El conflicto ocasionado por la decisión de la juez estadounidense Ann Donelly, despierta inquietudes jurídico-políticas, más aun cuando el Fiscal General del Estado de Washington, Bob Ferguson, al referirse al caso, declaró que “la constitución se impuso…nadie está por encima de la ley, ni siquiera el presidente”.
Trump se vino lanza en ristre contra la funcionaria, ratificando su perfil. Ya había destituido a la Fiscal General (encargada) Rally Yates al no acatar la orden de restricción al ingreso de inmigrantes por su ilegalidad y, entonces, prefirió el desacato a la “obediencia servil al Presidente”.
La Teoría del Estado enseña, utópicamente, que la Constitución es ley fundamental y a ella se deben someter todos los actos de las autoridades del Estado, sin excepción.
La interpretación constitucional tiende en la actualidad a distraer la conciencia colectiva, a burlarla, apelando a los jeroglíficos de los doctores “infalibles de la Santa Madre Corte”. Es una estrategia política de moda. Por eso el señor Trump está pendiente de que se integre la Suprema con áulicos de su criterio para que aplaudan sus decisiones “discriminadoras de la especie humana”.

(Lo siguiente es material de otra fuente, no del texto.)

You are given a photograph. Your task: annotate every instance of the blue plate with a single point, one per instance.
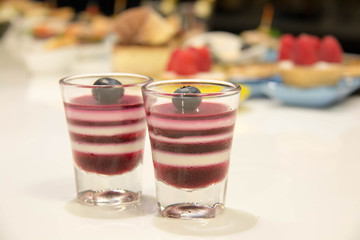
(256, 85)
(311, 97)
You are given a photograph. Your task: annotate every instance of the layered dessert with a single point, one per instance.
(191, 149)
(106, 139)
(308, 61)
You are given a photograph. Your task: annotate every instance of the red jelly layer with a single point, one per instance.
(191, 177)
(107, 164)
(199, 147)
(88, 102)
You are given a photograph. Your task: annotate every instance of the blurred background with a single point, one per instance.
(242, 41)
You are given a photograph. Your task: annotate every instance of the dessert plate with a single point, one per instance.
(312, 97)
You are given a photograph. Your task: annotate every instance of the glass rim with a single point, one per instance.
(235, 88)
(66, 80)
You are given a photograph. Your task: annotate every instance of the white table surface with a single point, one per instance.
(294, 173)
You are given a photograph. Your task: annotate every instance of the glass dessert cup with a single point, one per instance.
(106, 124)
(191, 136)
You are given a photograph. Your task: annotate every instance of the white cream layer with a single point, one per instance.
(105, 116)
(191, 124)
(190, 160)
(120, 148)
(192, 139)
(107, 130)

Hay que defender el principio de que la constitución democrática es el contenido de la voluntad popular, el ADN del pueblo, y que su cambio debe autorizarlo él directamente. Nunca los detentadores de cualquiera de las ramas del poder, arbitrariamente.
Loewenstein - autor respetable- observa que “en la constante competición que existe entre los detentadores del poder en el proceso político, cada uno intenta buscar en las normas constitucionales la interpretación más cómoda para sus tareas”. Y para sustentar su tesis cita innumerables ejemplos, ejemplos que en Colombia abundan.
¿Cuál sería la solución a esa aberrante política? Crear un Tribunal Popular de Conciencia Constitucional, un Areópago. Una corporación ante la cual se puedan impugnar los fallos de los jueces de constitucionalidad que interpretan la Carta Política a su arbitrio, distrayendo el sentido natural y obvio de los principios fundamentales creados por la conciencia colectiva, por la cultura popular, que son, en síntesis, el sentimiento del pueblo que se expresa para lograr su libertad racional, libertad para todos y no para los grupos que acaparan el poder en beneficio de sus egoístas intereses.
Ese tribunal integrado con jueces de conciencia no hará discursos pedantes para confundir con argumentos ininteligibles, no redactará sentencias engorrosas y expresará su convicción intima. Una convicción identificada con el querer e interés común, causa del Estado.
La democracia es el control del poder por el poder, admitiendo que el único omnímodo es el soberano del pueblo. Ese debe ser el encargo al Tribunal de Conciencia Constitucional, integrado con un número suficiente de representantes del pueblo, tantos que cuando su presencia se requiera para que emitan un veredicto en conciencia, se les convoque por sorteo, de manera que sea la providencia, el azar o la alternatividad de la complejidad de la vida, la que resuelva quienes deben asumir esa responsabilidad.